Now there are some other issues with using multi-stage deployments in auth0 that we discovered:

  • When you create an auth0 tenant, it may come with different functionality depending on when you open it (e.g. introduction of new client grants happens in newly created tenants only for now)
  • Which is fine, but it appears like you can’t make an existing tenant mimic that behaviour
  • Also, it seems you can’t “reset” it to remove all your customization to the auth0 default
  • and if you try to delete/re-create it: once deleted, a tenant name cannot be simply re-claimed but remains blocked.

So, at the bottomline there’s an issue that your deploy script may work in staging but not in production, and you have no way of “cleaning out” your tenant to ensure just that.
It looks like some of the tenant mechanism is currently under development, so hopefully we’ll have an API controlled “soft reset” that allows us to clean our tenant and set it up with the most recent auth0 default configs.

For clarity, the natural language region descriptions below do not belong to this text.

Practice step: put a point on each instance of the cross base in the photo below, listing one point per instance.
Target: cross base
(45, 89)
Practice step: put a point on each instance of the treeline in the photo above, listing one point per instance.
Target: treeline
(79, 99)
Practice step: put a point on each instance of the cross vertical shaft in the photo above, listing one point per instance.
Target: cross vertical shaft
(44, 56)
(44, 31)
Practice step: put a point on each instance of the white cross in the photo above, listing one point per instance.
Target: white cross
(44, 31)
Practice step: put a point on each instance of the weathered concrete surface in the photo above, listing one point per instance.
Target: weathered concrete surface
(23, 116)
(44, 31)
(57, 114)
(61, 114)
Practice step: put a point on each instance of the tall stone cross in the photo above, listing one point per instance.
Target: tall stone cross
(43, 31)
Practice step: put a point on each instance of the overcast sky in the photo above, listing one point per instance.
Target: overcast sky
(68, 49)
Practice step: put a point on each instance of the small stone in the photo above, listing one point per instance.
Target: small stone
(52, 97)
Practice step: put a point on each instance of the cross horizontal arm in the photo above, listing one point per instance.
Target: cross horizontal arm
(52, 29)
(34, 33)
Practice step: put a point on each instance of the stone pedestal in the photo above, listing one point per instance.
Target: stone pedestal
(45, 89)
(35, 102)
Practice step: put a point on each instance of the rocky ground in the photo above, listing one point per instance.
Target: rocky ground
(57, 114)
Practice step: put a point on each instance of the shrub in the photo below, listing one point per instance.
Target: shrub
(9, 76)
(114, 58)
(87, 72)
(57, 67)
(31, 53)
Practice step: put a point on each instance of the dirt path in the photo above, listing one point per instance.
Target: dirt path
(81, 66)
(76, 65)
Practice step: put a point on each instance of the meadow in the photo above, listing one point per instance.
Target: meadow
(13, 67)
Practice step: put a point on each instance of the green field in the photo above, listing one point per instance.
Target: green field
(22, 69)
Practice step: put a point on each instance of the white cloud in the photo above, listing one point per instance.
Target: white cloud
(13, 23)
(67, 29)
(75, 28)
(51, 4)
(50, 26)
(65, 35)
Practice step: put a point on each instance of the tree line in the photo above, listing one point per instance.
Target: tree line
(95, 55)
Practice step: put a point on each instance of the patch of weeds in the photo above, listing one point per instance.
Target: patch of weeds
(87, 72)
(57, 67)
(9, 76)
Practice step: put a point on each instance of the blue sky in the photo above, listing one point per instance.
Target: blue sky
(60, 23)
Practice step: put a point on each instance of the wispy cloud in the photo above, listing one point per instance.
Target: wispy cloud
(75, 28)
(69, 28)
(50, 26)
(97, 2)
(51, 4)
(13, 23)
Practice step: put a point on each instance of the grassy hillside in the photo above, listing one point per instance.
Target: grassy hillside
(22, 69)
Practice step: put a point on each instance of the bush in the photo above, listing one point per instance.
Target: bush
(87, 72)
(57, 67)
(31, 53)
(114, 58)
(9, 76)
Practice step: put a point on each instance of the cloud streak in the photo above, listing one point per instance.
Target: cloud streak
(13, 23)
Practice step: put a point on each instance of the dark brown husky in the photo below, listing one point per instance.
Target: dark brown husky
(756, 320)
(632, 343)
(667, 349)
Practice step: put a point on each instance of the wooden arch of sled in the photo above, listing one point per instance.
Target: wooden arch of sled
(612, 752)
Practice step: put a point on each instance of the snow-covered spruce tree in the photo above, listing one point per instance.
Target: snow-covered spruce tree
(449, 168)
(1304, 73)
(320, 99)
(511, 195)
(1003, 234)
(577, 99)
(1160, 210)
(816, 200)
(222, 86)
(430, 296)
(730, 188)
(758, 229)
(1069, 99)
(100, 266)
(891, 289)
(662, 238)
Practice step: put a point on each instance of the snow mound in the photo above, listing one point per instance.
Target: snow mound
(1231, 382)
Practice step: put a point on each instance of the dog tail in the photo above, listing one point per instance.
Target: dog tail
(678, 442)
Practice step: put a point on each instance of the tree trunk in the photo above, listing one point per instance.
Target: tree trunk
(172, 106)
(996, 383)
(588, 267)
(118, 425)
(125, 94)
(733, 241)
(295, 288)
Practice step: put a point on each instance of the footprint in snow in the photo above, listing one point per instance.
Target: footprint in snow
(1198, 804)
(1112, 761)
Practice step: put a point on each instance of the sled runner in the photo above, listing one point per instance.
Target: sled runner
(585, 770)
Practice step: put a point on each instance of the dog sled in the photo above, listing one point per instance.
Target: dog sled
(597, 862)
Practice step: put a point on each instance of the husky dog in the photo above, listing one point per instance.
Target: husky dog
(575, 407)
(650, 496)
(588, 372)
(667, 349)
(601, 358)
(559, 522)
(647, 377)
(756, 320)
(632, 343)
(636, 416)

Thanks for sharing your discoveries and workarounds for the benefit of others. In relation to the individual situations, there’s a few things worth noting.

For #1 and #2 this was likely a temporary situation that is related to the open incident associated with user search functionality. At this time most of the tenants that did not exhibit an excessive amount of metadata fields have been migrated to a new search cluster so for those tenants the situation should be more stable now.

For #3 it does seem to be an issue unrelated to the incident and given it’s a bit of an edge case your proposed workaround of ensuring that at least one user is created is possibly the best course of action.